Resolute in their love, Monika and Gaurav nonetheless married in July last year. The wedding was a simple – and legal – ceremony witnessed by only a handful of friends. Significantly the union was not blessed by any member of Monika’s family. As is the tradition in India, Monika decided to move in with Gaurav and his parents in a lower middle class neighbourhood of south Delhi.

A street scene close to Monika Dagar’s home in the district of Ghaziabad. Few women appear on the streets of conservative western Uttar Pradesh and then only in the company of a male relative.
Uttar Pradesh, India © Tom Pietrasik 2009

A week after the marriage the police, accompanied by some of Monika’s relatives, raided the Saini household in the middle of the night and forcibly removed the couple. Monika was handed over to her family in Ghaziabad while Gaurav was taken into custody. He was held for 32 days, accused of abducting a minor and of rape. Gaurav was twice denied bail despite the fact that Monika was over 18 years of age and testified that she had been neither abducted nor raped by Gaurav.

Since his release from police custody in August, Gaurav has been unable to locate the whereabouts of Monika who it is feared may have become the victim of an honour killing. Monika’s brother reported that his sister died of pneumonia in September though no official has verified her death and a postmortem was never conducted.
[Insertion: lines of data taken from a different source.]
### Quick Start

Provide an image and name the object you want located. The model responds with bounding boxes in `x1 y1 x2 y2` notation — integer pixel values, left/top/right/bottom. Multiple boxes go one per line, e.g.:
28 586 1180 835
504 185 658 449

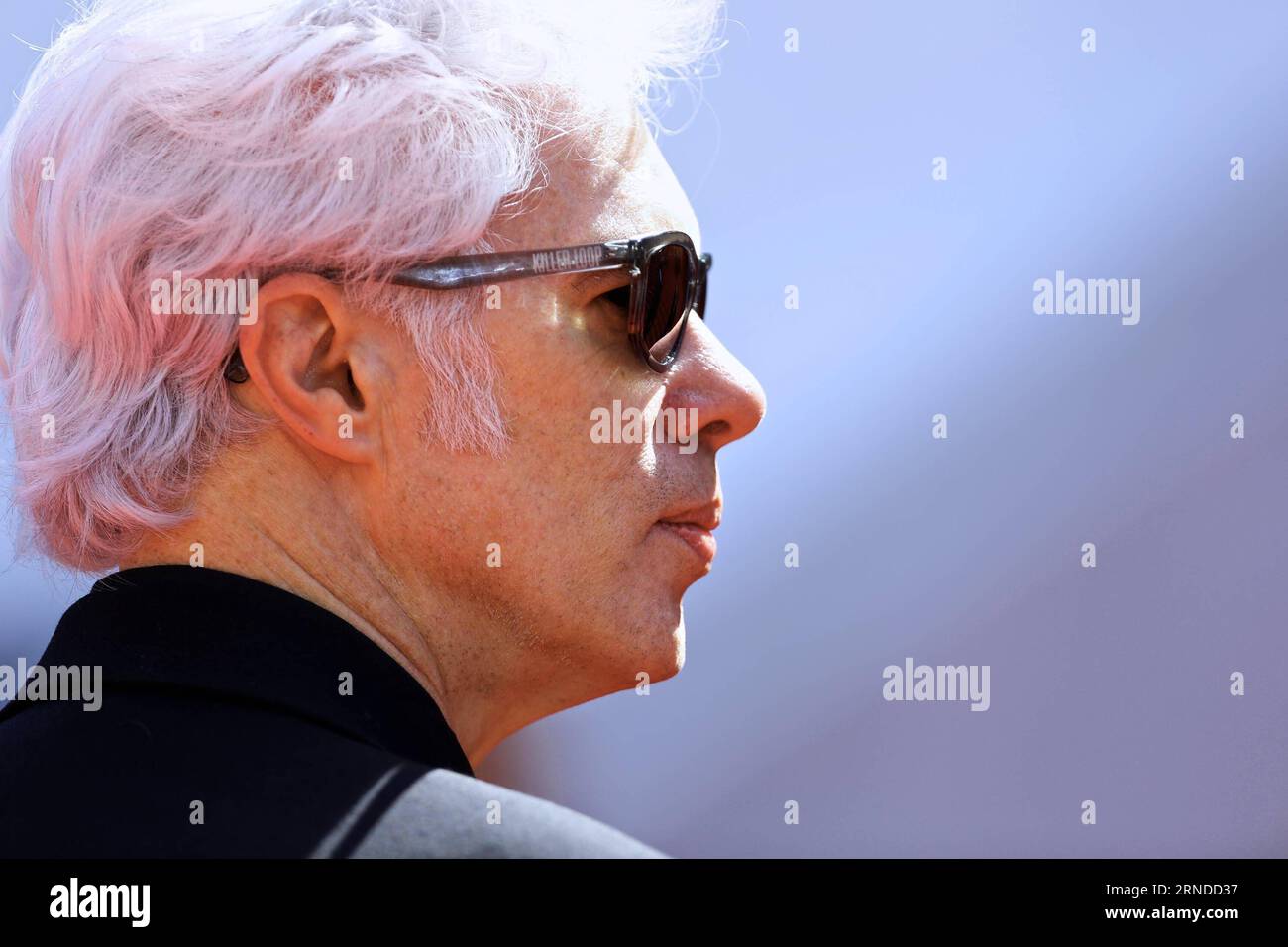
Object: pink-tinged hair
0 0 720 571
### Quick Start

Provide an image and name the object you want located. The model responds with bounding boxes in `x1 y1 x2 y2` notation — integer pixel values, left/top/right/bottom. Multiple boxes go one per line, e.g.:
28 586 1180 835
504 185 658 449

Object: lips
654 500 720 565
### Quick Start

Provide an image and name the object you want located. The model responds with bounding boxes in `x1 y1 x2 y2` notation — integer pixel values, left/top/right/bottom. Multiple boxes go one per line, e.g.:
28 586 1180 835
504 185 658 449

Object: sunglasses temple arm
391 241 631 290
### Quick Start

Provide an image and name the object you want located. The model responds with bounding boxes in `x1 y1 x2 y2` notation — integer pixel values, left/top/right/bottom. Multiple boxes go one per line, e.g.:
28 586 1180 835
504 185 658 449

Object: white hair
0 0 720 570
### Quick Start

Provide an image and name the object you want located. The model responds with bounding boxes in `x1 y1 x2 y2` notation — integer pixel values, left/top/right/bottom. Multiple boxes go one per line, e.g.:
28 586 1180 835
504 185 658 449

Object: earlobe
240 273 378 464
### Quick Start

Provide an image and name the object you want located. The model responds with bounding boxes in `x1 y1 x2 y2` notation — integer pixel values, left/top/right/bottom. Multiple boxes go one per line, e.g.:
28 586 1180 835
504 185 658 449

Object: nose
666 313 765 451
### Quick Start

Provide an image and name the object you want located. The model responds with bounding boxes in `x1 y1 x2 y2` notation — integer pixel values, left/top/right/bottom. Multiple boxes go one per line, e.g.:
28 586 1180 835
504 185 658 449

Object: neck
121 459 574 767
Gaurav Saini outside the home he shares with his parents and sister in a lower middle class suburb of New Delhi.
Delhi, India © Tom Pietrasik 2009

Thanks to Guarav’s determined and often lonely search for justice, a Delhi High Court hearing at the end of this month will decide whether a Central Bureau of Investigation (CBI) inquiry will be opened into the suspicious case of his missing wife. Gaurav meanwhile continues the search for Monika who he believes is still alive. “I don’t know where to go and which path I have to follow,” he says. “I am just living on the hope that some time she will be back.”

Amy Kazmin’s compelling report on this disturbing case – the culmination of several months of investigation – was published alongside my photos in the Financial Times magazine last weekend. The story raises several crucial questions about the role of the Indian state in protecting its citizens and depicts a frightening picture of India that is far removed from the content and positive image that many would like us to see.
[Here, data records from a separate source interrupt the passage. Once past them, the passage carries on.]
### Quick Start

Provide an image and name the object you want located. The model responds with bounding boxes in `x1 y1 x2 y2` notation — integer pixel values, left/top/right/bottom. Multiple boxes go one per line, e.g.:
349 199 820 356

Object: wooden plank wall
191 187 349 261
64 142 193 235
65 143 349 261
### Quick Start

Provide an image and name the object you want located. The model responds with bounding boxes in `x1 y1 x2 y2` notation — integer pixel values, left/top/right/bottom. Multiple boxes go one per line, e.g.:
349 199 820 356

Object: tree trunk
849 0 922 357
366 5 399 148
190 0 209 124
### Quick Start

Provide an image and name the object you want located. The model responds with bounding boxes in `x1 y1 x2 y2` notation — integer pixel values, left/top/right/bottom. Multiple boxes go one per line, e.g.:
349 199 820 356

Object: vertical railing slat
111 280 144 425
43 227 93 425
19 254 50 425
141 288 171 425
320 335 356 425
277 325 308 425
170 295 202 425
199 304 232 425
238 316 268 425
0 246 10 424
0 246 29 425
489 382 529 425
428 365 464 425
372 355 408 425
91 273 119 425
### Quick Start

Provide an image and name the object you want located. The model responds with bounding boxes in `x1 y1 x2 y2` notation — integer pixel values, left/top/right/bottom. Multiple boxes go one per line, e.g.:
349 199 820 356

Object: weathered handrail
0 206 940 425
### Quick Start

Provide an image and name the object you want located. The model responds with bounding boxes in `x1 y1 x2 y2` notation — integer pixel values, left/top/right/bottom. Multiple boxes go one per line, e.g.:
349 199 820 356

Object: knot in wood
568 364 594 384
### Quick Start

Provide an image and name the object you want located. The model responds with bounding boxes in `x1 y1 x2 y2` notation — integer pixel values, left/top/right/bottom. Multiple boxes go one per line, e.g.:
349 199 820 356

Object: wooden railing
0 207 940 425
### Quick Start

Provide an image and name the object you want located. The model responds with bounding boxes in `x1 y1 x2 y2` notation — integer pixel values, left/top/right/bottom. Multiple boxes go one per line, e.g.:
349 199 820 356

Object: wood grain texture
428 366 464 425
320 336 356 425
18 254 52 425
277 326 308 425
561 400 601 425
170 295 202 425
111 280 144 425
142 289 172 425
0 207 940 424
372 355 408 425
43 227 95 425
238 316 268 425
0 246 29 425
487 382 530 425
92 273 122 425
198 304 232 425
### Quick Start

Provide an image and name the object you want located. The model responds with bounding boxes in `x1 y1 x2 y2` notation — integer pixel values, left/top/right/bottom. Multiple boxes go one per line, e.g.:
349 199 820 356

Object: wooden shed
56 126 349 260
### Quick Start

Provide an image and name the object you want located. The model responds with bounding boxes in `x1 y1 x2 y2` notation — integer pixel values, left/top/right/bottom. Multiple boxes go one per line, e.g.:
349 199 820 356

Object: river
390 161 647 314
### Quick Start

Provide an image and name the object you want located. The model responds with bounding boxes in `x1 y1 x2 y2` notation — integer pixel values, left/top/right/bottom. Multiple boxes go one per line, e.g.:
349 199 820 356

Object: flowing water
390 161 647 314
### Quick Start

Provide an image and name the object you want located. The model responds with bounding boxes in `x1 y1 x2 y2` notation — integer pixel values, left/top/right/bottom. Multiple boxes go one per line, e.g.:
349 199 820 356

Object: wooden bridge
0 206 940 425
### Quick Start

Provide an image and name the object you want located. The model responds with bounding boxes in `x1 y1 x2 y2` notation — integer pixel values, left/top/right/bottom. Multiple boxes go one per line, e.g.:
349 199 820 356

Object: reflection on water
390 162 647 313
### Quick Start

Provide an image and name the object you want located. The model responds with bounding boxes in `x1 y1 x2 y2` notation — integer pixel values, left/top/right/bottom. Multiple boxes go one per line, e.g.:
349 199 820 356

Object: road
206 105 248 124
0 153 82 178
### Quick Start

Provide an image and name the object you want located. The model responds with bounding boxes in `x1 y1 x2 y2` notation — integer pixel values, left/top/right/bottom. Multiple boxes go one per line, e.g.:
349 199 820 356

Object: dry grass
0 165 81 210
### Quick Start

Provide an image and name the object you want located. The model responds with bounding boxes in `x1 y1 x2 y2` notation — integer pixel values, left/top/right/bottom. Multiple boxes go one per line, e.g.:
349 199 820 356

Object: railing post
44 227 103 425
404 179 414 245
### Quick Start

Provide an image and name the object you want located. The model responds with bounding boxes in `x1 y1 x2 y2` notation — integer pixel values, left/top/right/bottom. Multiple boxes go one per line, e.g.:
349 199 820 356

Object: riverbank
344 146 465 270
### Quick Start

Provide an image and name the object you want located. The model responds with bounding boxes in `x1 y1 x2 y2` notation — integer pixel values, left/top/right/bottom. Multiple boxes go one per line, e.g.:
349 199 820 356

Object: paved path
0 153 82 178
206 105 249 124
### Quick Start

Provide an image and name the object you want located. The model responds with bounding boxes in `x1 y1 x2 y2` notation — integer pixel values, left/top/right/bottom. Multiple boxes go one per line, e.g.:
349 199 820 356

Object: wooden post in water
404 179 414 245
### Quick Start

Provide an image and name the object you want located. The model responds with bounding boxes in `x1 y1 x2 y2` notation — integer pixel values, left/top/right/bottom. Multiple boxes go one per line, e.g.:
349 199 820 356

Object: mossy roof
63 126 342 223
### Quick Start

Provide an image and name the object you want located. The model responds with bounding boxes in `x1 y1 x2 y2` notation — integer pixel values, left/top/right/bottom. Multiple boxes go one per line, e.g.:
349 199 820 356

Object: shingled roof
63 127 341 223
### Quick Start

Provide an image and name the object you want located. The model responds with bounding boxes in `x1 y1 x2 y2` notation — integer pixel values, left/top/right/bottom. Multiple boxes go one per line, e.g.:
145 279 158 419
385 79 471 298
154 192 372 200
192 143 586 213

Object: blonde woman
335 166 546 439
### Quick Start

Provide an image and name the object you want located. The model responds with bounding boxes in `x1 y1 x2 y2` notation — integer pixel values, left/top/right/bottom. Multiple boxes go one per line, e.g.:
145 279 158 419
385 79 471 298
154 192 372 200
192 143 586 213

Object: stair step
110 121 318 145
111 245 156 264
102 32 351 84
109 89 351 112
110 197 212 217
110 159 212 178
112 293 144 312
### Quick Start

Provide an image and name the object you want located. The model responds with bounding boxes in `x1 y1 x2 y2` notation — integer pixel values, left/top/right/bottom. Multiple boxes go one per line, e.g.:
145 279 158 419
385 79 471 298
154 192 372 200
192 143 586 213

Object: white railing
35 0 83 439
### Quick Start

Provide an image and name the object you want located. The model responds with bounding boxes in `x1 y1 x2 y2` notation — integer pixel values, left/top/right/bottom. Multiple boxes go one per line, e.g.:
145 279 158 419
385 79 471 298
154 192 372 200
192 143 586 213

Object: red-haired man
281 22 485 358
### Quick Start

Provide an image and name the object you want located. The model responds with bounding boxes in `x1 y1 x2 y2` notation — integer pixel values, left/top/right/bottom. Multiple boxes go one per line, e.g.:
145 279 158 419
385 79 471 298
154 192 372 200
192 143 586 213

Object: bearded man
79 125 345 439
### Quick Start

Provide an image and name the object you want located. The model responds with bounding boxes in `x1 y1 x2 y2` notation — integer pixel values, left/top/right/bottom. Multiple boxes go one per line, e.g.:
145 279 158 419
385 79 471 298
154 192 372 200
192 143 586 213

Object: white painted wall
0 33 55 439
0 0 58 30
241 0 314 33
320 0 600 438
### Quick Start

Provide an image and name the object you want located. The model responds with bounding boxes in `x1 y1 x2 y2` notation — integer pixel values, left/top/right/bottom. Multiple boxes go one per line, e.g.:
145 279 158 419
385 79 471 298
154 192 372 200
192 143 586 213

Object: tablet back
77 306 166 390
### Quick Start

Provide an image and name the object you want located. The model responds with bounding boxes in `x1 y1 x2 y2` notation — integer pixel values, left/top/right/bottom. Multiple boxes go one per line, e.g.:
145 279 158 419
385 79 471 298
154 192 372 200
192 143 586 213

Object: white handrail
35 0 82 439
This was one of those assignments that presents a very real challenge to a photographer. Working after the event meant that I was obviously unable to capture key moments in this story. Of course neither Amy nor I were able to meet Monika and as a consequence Gaurav became the focus of our coverage. I felt it important that the viewer be able to understand some of the anxieties that he was experiencing in his struggle for justice while appreciating the environment in which both he and Monika were raised.

Opening spread for the Financial Times magazine feature “Love, death and dishonour”.
January 9th 2010

Ultimately, the Financial Times magazine editors considered the significance of the young couple’s relationship so fundamental to the story that their affection for one another had to presented visually. Consequently they chose to reproduce a number of “collect photos” from Gaurav’s camera and these formed the basis of the opening spread. As much as I would have liked my photographs to have appeared more prominently in the feature I was entirely sympathetic to the editors decision to place them behind Gaurav’s blurred snapshots. The relevance of these photographs lies not in their quality but in the awkward depiction of an innocent and apparently unexceptional relationship that is so difficult to reconcile with the horror of subsequent events.